R:いろいろで、ヨーロッパや中国が多いですよね。いまちょうどイタリアのギャラリーとインスタコラボしていて、10月くらいに個展をやるかと思います。
Q:それはバーチャルじゃなくてリアルで?
R:リアルですね。イタリアのミラノでやる予定です。あと年末に、フランスのギャラリーからエディション作品を出します。結構SNSで見て連絡くれるケースも増えてますね。
Q:だいぶグローバルですね。日本国内でもホテルとかの展示もちょいちょい見ますよね。
R:最近はホテルだけじゃなくて企業さんのエントランスの展示とかもやらせてもらったり、ホテルの部屋の内装だったりもやらせてもらったりしてます。
Q:内装もやるんですか?
R:やらせてもらってますね。たとえば京都の「BnA alter museum」ってところでアーティストのコンセプトに合わせた客室を作る企画があって、五円玉を大量に展示する部屋(goen no ma)をデザインしました。全面五円玉で、宿泊客も参加して貼るみたいな。
Q:五円玉好きなの?
R:好きですね、なんかいいじゃないですか(笑)金色だしご縁があって。他にも、鶴岡アートフォラムというところで、大量の5円玉をベルトコンベアで運んで金色の滝を作るという作品を作りました。
Q:筋金入りだね(笑)
R:その時は一億円分の五円玉が必要で、日銀に連絡をしたら、日本の経済活動に支障をきたすくらいなこと言われて一億円分は断念して、山形の隣の秋田の日銀の支部には200万円分ならでも集めれるということになり、全部くださいってなって200万円分で作品を作りました。
Q:それでもすごい量だよね?
R:ええ。なかなかの量でした(笑)まぁ一億円分集めたら75トンなんで美術館の床が抜けるって話でしたしね。そもそも五円玉の日本での作ってる量も少ないみたいで、年間でそんなに無いみたいですよ。
Q:いやぁまた是非チャレンジして欲しいな(笑)
R:はい、いずれはやりたいですね。一億円分。
Q:じゃあ最後に、またもうちょっと寅壱とのコラボレーションプロダクトについて伺います。今回のプロダクトは超超ロングとベストのセットアップだと聞いていますが、白のプロダクトは見ましたが、他のカラーもあるのですか?
R:黒もあります。
Q:個人的には「故障中」って赤いボックスのコピーが気になってたり。アイテムのセレクトについてはスムーズに行った印象だけど実際はどうでした?
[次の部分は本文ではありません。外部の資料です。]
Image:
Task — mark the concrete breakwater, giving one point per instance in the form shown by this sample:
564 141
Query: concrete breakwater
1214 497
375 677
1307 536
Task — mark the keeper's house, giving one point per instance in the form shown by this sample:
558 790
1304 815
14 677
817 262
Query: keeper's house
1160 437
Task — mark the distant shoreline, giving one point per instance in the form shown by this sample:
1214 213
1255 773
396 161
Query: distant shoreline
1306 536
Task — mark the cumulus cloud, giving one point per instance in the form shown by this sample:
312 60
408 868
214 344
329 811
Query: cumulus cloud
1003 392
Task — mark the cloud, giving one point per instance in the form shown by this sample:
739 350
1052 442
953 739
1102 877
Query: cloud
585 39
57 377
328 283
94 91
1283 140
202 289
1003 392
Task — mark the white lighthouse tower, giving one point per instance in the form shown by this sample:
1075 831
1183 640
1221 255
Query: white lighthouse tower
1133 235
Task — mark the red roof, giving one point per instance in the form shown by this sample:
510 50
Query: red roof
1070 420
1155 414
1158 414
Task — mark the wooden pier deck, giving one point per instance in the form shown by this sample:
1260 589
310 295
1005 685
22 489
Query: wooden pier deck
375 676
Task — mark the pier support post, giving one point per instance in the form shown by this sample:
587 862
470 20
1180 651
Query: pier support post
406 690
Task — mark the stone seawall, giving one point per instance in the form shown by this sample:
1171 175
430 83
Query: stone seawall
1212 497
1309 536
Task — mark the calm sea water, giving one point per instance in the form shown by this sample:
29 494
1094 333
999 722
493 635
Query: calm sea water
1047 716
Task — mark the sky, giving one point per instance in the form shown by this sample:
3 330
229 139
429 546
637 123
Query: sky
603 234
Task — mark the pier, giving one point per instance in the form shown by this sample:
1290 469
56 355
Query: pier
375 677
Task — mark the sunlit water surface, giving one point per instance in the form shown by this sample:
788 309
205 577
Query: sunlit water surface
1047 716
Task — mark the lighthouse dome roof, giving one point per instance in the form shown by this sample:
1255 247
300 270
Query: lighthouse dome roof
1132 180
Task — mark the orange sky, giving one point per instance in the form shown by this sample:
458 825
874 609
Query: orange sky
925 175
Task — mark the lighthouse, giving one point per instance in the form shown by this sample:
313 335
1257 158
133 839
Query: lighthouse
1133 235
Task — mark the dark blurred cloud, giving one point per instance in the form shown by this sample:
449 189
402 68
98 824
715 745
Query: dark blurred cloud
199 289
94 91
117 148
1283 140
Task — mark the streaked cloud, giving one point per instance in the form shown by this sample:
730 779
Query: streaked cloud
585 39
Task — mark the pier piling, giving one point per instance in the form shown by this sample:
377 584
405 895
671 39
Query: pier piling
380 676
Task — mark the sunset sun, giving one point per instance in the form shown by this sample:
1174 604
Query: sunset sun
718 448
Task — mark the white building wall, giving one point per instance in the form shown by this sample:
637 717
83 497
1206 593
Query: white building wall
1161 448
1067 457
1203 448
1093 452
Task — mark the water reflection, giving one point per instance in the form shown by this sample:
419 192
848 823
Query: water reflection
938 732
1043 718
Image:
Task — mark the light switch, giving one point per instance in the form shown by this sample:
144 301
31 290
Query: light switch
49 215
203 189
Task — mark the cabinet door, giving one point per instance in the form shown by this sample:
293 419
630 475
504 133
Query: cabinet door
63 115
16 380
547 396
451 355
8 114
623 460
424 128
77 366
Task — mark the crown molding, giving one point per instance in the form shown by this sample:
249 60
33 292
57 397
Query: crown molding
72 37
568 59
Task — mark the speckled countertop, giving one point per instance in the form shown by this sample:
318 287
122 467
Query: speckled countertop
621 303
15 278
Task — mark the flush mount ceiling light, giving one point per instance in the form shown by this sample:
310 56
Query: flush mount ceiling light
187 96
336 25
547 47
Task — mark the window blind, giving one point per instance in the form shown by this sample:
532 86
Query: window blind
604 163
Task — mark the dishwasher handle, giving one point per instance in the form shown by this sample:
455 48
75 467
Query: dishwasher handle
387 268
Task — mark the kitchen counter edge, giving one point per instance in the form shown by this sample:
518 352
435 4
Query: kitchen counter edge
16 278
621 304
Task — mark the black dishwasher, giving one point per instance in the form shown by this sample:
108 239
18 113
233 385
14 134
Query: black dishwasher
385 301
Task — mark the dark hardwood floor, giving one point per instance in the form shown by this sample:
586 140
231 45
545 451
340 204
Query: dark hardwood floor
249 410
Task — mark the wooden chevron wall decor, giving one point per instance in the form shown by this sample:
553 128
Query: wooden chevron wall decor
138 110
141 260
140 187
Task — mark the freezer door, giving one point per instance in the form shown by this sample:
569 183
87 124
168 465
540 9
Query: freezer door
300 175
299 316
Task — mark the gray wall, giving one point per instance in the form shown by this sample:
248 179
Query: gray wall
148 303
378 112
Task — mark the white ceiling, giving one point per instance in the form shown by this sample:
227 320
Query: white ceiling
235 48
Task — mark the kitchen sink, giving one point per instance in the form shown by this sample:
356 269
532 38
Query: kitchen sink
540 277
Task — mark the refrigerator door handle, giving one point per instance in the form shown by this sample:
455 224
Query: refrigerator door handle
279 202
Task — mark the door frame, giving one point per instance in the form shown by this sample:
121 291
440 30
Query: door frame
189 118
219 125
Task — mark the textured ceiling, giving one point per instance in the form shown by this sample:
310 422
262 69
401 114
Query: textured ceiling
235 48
R:2Gの方に「寅壱だったら超超ロングですよ。」って言ったら、早速、超超ロングになってました(笑)
Q:寅壱からしても「作業着じゃなくて、ファッション的に2Gでやるのになんで?」ってなってて。どストライクすぎてて(笑)まぁ、すごく嬉しいことなんだけど。
R:笑
Q:鳶装束系のプロダクトには思い入れがあるし、いずれはなにかコラボをやって、寅壱のヒストリー的なところに触れて欲しいななんてのもあったので。
R:最初にやれて光栄です。
Q:まだ企画段階なんだけど、本格的に、日本の70年代とか80年代をモチーフにしたインスタレーション作る企画やりたいなと思ってるんで、その時は…
R:是非僕も参加させてください(笑)
Q:その時は例の車(大平氏の新車)も是非に(笑)
R:乗り込みます!
O:はい、絶対に声かけます(笑)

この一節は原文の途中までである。